7. Privacy and security
When dealing with large amounts of sensitive data, solid privacy and security practices are a must. An industry survey confirmed this, finding that over 30% of respondents cited data privacy and security as a significant challenge when building with speech recognition. Make sure your speech recognition provider can answer questions such as:
- Have I accounted for defense in depth?
- Does the API provider adhere to strict industry standard frameworks?
- How much transparency is provided in code-level controls?
- What technical controls are supporting the security of my data?
Additionally, privacy measures like Personally Identifiable Information (PII) redaction ensure that data in particularly sensitive fields like medicine and customer information remains private.
8. Innovation
The fields of speech recognition and Voice AI are in nearly constant innovation. When choosing an API, make sure the provider has a strong focus on AI research and a history of frequent model updates and optimizations. This will ensure your speech recognition tool remains state-of-the-art.
The future of speech recognition: A glimpse into the voice-enabled world
Advancements in speech recognition and Voice AI continue to accelerate. Expect accuracy to continue to improve, as well as support for multilingual speech recognition and faster streaming, or real-time, speech recognition.
We'll also see new applications for speech recognition expand in different areas. Voice biometrics, for example, is a technology that uses a person's voice "print" to identify and authenticate them, and is already being integrated into technology like banking over the phone. Emotion recognition uses AI to detect human emotions in spoken audio or video as well as using facial detection technology.
In general, we can expect speech recognition technology to be integrated into nearly every aspect of daily life — from grocery checkouts to self-driving cars to home applications.
Still, some concern remains over the responsible use of speech recognition technology, especially over data privacy, data security, and biases in AI algorithms, with well-documented cases like Amazon's biased hiring algorithm highlighting the risks.
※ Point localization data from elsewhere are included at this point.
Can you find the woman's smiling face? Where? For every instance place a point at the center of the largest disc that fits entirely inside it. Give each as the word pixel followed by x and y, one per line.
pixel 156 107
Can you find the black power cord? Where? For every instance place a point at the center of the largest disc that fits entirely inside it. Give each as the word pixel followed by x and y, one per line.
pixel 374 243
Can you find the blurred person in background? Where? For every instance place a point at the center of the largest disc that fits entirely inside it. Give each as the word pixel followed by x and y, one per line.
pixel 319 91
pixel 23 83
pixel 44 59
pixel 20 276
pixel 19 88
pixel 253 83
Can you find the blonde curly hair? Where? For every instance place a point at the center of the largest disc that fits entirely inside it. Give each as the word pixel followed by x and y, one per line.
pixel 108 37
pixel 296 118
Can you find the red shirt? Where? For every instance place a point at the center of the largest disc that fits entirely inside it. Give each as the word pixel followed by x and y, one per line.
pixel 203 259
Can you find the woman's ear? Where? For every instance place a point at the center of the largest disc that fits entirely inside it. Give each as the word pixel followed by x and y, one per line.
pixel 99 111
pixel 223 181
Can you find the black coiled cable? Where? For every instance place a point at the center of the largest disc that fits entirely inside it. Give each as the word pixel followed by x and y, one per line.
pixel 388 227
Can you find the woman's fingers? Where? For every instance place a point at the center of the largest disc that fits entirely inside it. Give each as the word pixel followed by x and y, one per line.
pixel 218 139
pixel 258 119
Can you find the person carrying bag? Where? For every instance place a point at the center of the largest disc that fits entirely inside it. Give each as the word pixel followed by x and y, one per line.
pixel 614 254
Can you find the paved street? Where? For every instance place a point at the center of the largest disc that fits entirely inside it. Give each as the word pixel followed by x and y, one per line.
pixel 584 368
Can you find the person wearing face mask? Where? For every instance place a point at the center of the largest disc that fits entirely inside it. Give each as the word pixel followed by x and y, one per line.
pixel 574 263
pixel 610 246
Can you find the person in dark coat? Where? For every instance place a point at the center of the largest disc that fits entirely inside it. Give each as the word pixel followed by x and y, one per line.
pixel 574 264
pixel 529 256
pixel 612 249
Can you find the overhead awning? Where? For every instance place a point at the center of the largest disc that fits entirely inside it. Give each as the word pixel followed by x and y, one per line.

Open conversations with AI providers will help assuage some of these concerns, as well as assess their commitment to responsibly move the field forward.
Getting started with Voice AI
Speech recognition has evolved into a foundational technology for building intelligent applications—from improving customer service to making media accessible. You can explore transcription and speech understanding features with a free API key. Try our API for free.
The best way to understand the power of modern speech recognition is to see it in action. By integrating a Voice AI API, you can start transcribing and understanding audio data in minutes, not months. This allows you to focus on building your core product while leveraging the latest advancements from a dedicated team of AI researchers.
Frequently asked questions about speech recognition
What's the difference between speech recognition and voice recognition?
It's a common point of confusion. Speech recognition determines what was said by converting spoken words into text. Voice recognition, also known as speaker identification or biometrics, determines who is speaking by analyzing their unique voice print.
How accurate is speech recognition?
Modern AI-powered speech recognition achieves near-human accuracy on clean audio, with top-tier APIs maintaining high performance despite background noise, accents, and audio quality issues.
Can speech recognition work in real-time?
Yes, through streaming speech-to-text technology that transcribes speech as it's spoken with very low latency.